Das iTind ist meines Wissens ja noch ein relativ neue Methode. Ich kann mich nicht erinnern, dass es hier darüber schon einmal einen Erfahrungsaustausch gab.

Das iTind wird vor dem Eingriff in einen gefalteten Zustand gebracht und als flacher Draht in die Harnröhre eingesetzt. Sobald es implantiert ist, beginnt es sich auszudehnen und präzisen Druck auf drei Punkte innerhalb der Prostata auszuüben. In den folgenden fünf bis sieben Tagen erzeugt dieser kontinuierliche Druck eine Erweiterung der Harnröhre, so dass der Urin deutlich besseraustreten kann. Das Implantatwird nach einer Woche wieder vollständig entfernt.

Beurteilen kann ich dies persönlich leider nicht, es klingt aber spannend und erfolgsversprechend. Ich habe deinen Titel einmal um den Begriff iTind erweitert. Dies führt häufig dazu, dass andere Betroffene über die Googlesuche auf diesen Beitrag stoßen.

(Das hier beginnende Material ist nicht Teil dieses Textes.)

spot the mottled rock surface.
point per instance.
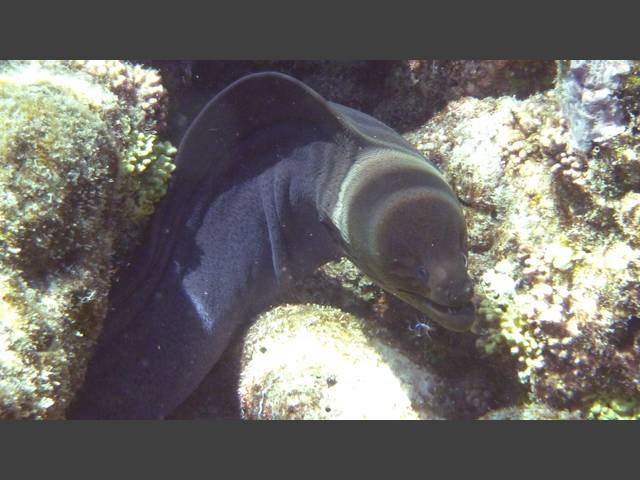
(554, 240)
(68, 201)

Ich denke der Bauchdeckenkatheter soll wärend der iTind Behandlung liegen, oder? Klingt für mich nachvollziehbar. Als dauerhafte Lösung, falls notwendig, wäre aber der intermitierende Selbstkatheterismus deutlich vorteilhafter. Während der Behandlung durch iTind wird dies aber ja gar nicht möglich sein.

Ich habe noch nichts davon gehört, dass Botox zu einer retrograde Ejakulation führt. Dies ist ja eher der Fall, wenn der Blasenhals erweitert wird, also beislielsweise durch eine Schltzung oder nach Entfernung der Prostata. Eigentliuch müsste der Schließmuskel durch Botox stärker geschlossen sein. Würde ich aber mit dem Arzt noch einmal besprechen.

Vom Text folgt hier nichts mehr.